By contrast, the 10.5 mile Monroe was $20 pre-reg and the 2 mile sampler was $12 pre-reg. Spectators were free and there was no cost to park. The post-race food was excellent. That is a simple, brilliant, and time-tested; but apparently dying, formula. I can’t help but think it is the novelty of obstacle course racing that is a big part of the draw. The irony is that a race like Monroe has so much natural beauty and obstacles of its own. We had a stunning day in the Berkshires of western Massachusetts, with peak foliage and an incredibly blue sky. We have been to this race when it was raw, blustery, and cold. Yesterday, it was picturesque.
I only hope that enough people go to these races so we can keep them going for a long time. I’m actually happy to have the woods to ourselves. Obstacle races are held at already ski resorts and similarly degraded venues for a reason. We wouldn’t want the impact of the organizers, racers, and spectators on fragile environment anyway. Well, I couldn’t help myself with a little commentary. A week after NipMuck and a day after Monroe, I’m feeling a little nostalgic for the Grand Tree and what it has meant to Debbie and me during the last 15 years.
It was nice to see some old friends at Monroe, including the legendary Richard Busa. Dick Hoch was there too. Still, I miss some of the characters from past Monroe’s. Being in that grove along the Deerfield River brought back excellent memories. Debbie and I are part of the old guard now. Thankfully, there is an older guard than us!
Debbie ran the 10.5 miler and had a blast. Several Shenipsit Striders joined us at the race. Our son ran the 2 miler and love it. Our daughter frolicked in the woods with me. I took some nice photos. Top honors in the 10.5 miler went to Greg Hammett (men) and Kehr Davis (women). Joe Melillo won the 2 miler.

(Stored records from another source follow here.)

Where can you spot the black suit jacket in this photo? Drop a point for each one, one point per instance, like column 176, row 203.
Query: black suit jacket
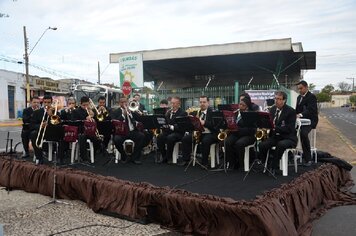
column 285, row 124
column 208, row 120
column 116, row 114
column 308, row 107
column 36, row 119
column 171, row 120
column 26, row 117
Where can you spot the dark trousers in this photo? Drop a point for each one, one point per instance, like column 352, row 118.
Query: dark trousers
column 26, row 136
column 37, row 151
column 137, row 137
column 304, row 139
column 82, row 141
column 280, row 144
column 206, row 141
column 170, row 139
column 235, row 148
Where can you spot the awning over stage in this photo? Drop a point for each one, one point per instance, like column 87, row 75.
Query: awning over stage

There were 91 finishers in the 10.5 miler, with another legend, Laura Clark, crossing the line to close out the 2014 race and cap the Trilogy for now.
We lingered for a while after the race, enjoying the company of friends. WMAC post-race spreads are always a smorgasborg. Afterwards, we met up with Tom Schieffer (Debbie’s brother) and his friend, Heather. We visited the Hick’s Family Farm corn maze, and then had an early supper in Shelburne Falls at a fine vegan restaurant called Hearty Eats. If it wasn’t for the southbound holiday weekend traffic on I-91 that slowed our return home, it would have been a perfect day.